I'm sure there's something I'm doing wrong with the ranges etc., but I can't figure out what.

function primes_for()
    num_primes = 0
    for a = 2:3000000
        prime = true
  
        sa = floor(sqrt(a))
        
        for c in 2:sa
             if a % c == 0
                 prime = false
                 break
             end
         end

        if prime
            num_primes += 1
        end
    end
    println("Number of primes is $num_primes")
end

function primes()
    num_primes = 0
    a = 2
    while a < 3000000
        prime = true

        c = 2
        while c * c <= a
            if a % c == 0
                prime = false
                break
            end
            c += 1
        end
  
        if prime
            num_primes += 1
        end

        a += 1
    end
    println("Number of primes is $num_primes")
end

@time primes_for()
@time primes()

Answer 1

As explained in the comments by @Vincent Yu and @Kelly Bundy, this is because sa = floor(sqrt(a)) creates a float. Then c becomes a float, and a % c is slow.

You can replace floor(sqrt(a)) with floor(Int, sqrt(a)), or preferably, I think, with isqrt(a), which returns

Integer square root: the largest integer m such that m*m <= n.

This avoids the (unlikely) event that floor(Int, sqrt(a)) may round down too far, which could happen if sqrt(x^2) = x - ε due to floating point errors.

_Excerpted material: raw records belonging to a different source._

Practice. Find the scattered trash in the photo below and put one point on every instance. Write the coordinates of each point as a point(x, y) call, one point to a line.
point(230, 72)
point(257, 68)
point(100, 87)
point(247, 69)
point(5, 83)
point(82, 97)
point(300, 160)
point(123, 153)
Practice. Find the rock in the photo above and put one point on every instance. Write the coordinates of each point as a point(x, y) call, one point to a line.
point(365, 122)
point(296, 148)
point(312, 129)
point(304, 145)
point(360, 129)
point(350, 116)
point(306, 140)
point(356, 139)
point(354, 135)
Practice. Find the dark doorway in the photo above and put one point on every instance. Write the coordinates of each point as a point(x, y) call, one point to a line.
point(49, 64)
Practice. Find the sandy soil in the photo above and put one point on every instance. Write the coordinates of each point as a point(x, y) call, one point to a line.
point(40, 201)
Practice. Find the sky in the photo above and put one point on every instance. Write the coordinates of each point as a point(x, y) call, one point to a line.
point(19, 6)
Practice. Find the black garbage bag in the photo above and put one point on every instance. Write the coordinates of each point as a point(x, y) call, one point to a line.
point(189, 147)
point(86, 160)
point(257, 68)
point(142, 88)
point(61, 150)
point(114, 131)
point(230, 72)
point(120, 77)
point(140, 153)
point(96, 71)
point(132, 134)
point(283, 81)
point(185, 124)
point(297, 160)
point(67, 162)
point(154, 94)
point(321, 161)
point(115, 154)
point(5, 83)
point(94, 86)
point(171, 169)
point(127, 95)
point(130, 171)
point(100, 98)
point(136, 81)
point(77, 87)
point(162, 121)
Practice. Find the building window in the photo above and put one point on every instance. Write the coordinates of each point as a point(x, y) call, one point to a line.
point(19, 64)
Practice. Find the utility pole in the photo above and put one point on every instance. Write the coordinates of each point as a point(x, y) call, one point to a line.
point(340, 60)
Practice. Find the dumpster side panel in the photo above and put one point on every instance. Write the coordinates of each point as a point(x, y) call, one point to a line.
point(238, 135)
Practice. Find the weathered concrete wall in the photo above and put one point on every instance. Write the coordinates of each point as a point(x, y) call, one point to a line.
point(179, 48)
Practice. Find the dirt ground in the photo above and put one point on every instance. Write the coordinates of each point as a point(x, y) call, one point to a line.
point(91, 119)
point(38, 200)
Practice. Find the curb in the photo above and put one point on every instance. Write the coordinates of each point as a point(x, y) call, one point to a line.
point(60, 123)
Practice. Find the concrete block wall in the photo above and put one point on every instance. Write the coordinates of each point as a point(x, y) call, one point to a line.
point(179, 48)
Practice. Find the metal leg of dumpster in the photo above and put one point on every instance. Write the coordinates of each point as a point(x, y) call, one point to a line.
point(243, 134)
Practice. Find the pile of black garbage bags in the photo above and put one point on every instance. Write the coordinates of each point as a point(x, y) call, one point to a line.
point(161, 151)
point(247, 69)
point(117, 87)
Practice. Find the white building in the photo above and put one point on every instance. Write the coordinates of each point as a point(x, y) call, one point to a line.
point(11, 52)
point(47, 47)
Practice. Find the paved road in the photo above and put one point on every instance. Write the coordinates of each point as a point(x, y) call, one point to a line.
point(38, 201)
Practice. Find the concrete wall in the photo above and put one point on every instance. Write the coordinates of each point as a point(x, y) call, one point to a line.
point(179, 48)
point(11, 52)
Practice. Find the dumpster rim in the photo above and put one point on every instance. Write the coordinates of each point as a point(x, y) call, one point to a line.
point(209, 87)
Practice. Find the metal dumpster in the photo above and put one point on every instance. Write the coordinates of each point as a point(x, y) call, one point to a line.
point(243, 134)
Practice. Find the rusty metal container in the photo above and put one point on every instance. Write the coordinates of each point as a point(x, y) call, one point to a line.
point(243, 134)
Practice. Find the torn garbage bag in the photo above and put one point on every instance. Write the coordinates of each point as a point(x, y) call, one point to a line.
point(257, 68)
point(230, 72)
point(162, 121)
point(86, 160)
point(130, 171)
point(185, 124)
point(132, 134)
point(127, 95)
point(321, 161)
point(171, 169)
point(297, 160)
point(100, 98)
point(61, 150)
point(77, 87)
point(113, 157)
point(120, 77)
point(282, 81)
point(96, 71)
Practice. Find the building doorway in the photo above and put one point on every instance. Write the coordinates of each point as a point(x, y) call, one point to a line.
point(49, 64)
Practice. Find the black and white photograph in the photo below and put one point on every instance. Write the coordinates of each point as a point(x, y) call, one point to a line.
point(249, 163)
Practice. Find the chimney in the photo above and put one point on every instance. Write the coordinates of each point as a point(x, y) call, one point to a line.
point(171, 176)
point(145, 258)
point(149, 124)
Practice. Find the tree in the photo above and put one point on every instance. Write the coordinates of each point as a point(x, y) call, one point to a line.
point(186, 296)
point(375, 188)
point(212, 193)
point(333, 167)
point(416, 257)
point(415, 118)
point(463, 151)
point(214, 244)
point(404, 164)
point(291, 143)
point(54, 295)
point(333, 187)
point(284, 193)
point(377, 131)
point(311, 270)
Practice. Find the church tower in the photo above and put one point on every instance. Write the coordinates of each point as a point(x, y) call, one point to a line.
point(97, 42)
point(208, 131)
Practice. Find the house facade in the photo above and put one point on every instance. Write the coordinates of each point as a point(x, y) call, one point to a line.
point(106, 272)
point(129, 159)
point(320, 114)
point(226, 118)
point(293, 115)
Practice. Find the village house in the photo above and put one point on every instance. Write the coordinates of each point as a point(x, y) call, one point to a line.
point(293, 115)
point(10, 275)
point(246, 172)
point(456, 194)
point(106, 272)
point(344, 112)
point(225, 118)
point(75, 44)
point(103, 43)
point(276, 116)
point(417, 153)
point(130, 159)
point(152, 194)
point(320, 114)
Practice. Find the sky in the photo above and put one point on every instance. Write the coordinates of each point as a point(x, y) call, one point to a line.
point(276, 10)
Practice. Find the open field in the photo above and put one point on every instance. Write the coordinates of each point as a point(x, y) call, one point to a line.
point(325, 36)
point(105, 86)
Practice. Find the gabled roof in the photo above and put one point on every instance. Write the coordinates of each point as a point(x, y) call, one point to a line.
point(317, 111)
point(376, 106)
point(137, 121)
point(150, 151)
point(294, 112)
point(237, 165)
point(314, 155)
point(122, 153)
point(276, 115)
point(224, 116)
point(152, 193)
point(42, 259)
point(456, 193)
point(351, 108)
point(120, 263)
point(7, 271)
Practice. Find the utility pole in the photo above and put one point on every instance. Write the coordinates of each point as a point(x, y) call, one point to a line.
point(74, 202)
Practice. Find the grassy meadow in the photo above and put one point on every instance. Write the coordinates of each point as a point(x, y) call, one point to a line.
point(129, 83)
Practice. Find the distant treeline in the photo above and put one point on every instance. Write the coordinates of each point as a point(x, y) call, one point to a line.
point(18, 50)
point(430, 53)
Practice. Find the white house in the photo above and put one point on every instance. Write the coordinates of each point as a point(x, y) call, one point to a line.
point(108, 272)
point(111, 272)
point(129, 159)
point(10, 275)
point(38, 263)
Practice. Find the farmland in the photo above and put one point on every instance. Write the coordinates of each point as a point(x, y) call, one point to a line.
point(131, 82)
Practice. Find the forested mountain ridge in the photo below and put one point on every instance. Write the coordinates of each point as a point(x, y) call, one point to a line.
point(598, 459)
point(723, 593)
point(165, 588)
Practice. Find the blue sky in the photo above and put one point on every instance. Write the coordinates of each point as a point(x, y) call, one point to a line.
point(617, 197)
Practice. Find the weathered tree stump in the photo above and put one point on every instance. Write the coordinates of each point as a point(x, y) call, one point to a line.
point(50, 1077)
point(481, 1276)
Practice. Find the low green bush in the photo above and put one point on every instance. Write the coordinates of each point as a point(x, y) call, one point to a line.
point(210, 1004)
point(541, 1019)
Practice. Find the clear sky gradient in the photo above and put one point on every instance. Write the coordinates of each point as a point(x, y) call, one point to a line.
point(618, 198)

Edit: Here's a benchmark to demonstrate (note the use of isqrt):

function primes_for2()
    num_primes = 0
    for a = 2:3000000
        prime = true
  
        # sa = floor(sqrt(a))
        sa = isqrt(a)
        
        for c in 2:sa
             if a % c == 0
                 prime = false
                 break
             end
         end

        if prime
            num_primes += 1
        end
    end
    println("Number of primes is $num_primes")
end

1.7.0> @time primes_for()
Number of primes is 216816
  6.705099 seconds (15 allocations: 480 bytes)

1.7.0> @time primes_for2()
Number of primes is 216816
  0.691304 seconds (15 allocations: 480 bytes)

1.7.0> @time primes()
Number of primes is 216816
  0.671784 seconds (15 allocations: 480 bytes)

I can note that each call to isqrt on my computer takes approximately 8ns, and that 3000000 times 8ns is 0.024 seconds. A call to regular sqrt is approximately 1ns.

Answer 2

It's not the for/while that makes the speed difference, it's the sqrt. It doesn't help that sqrt returns float, which promotes all the rest of the code around the sqrt output from integers.

Note that @time is not measuring the while and for loops, but also the code outside those loops.

If you are benchmarking code, the rest of your code needs to be the same, and removing the sqrt is one of the prime optimizations in this algorithm. It's also possible to remove the c * c in the test, but this is trickier.